How to implement log aggregation for AWS Lambda
During the execution of a Lambda function, whatever you write to stdout (for example, using
console.log in Node.js) will be captured by Lambda and sent to CloudWatch Logs asynchronously in the background. And it does this without adding any overhead to your function execution time.
You can find all the logs for your Lambda functions in CloudWatch Logs. There is a unique log group for each function. Each log group then consists of many log streams, one for each concurrently executing instance of the function.
You can send logs to CloudWatch Logs yourself via the PutLogEvents operation. Or you can send them to your preferred log aggregation service such as Splunk or Elasticsearch.
But, remember that everything has to be done during a function’s invocation. If you make additional network calls during the invocation, then you’ll pay for that additional execution time. Your users would also have to wait longer for the API to respond.

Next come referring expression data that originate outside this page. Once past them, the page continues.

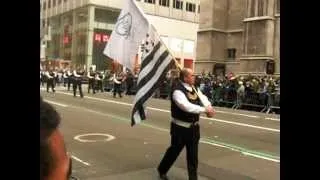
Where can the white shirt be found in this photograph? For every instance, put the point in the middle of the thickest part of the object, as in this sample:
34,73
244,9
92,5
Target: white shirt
89,75
183,103
48,75
75,73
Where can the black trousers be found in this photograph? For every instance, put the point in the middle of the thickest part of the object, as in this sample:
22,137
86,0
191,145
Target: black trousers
50,83
180,137
99,85
77,84
91,85
129,87
116,89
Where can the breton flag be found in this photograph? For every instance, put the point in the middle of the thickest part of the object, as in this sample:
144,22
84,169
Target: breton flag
130,29
155,64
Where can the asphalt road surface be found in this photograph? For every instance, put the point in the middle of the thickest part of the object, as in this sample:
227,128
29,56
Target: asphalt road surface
234,145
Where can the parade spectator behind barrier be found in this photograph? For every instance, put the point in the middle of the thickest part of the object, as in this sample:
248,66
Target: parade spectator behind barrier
54,161
240,93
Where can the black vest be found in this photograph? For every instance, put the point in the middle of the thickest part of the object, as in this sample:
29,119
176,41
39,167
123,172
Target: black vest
178,113
81,73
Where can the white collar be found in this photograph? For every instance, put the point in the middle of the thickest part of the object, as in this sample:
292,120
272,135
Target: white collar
187,86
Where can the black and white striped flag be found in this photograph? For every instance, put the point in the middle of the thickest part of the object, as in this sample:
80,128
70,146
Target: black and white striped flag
154,67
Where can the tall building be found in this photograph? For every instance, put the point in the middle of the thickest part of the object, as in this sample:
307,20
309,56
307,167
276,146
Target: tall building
78,30
239,36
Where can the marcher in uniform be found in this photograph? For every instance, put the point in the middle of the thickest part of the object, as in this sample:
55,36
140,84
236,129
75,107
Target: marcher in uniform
186,107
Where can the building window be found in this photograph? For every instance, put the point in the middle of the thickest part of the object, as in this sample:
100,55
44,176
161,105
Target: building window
261,9
231,53
278,6
190,7
257,8
164,3
150,1
177,4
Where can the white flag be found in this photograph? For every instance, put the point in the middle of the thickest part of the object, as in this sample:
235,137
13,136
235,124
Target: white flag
154,67
130,29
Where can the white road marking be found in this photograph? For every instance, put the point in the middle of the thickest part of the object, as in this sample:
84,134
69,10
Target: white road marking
81,137
242,124
162,110
55,103
239,114
261,157
273,119
166,130
79,160
128,104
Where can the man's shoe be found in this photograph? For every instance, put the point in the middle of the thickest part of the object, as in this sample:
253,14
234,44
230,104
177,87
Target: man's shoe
163,177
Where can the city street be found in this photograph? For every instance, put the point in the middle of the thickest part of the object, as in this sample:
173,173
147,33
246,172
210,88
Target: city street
234,145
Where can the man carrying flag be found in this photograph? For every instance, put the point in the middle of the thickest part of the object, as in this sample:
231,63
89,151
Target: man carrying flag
131,28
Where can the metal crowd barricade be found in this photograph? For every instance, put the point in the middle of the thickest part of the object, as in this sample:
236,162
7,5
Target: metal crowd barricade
224,97
252,99
273,102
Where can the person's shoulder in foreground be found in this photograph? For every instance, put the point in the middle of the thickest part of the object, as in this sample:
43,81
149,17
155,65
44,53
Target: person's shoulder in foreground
54,161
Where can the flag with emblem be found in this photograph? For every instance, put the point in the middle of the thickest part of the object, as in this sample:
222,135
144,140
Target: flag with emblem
155,64
129,31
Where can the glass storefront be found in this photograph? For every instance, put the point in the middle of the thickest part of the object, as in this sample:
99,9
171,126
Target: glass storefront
100,39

These extra network calls might only add 10–20ms per invocation. But you have microservices, and a single user action can involve several API calls. Those 10–20ms per API call can compound and add over 100ms to your user-facing latency, which is enough to reduce sales by 1% according to Amazon.
So, don’t do that!
Instead, process the logs from CloudWatch Logs after the fact.
In the CloudWatch Logs console, you can select a log group and choose to stream the data directly to Amazon’s hosted Elasticsearch service.
This is very useful if you’re using the hosted Elasticsearch service already. But if you’re still evaluating your options, then give this post a read before you decide on the AWS-hosted Elasticsearch.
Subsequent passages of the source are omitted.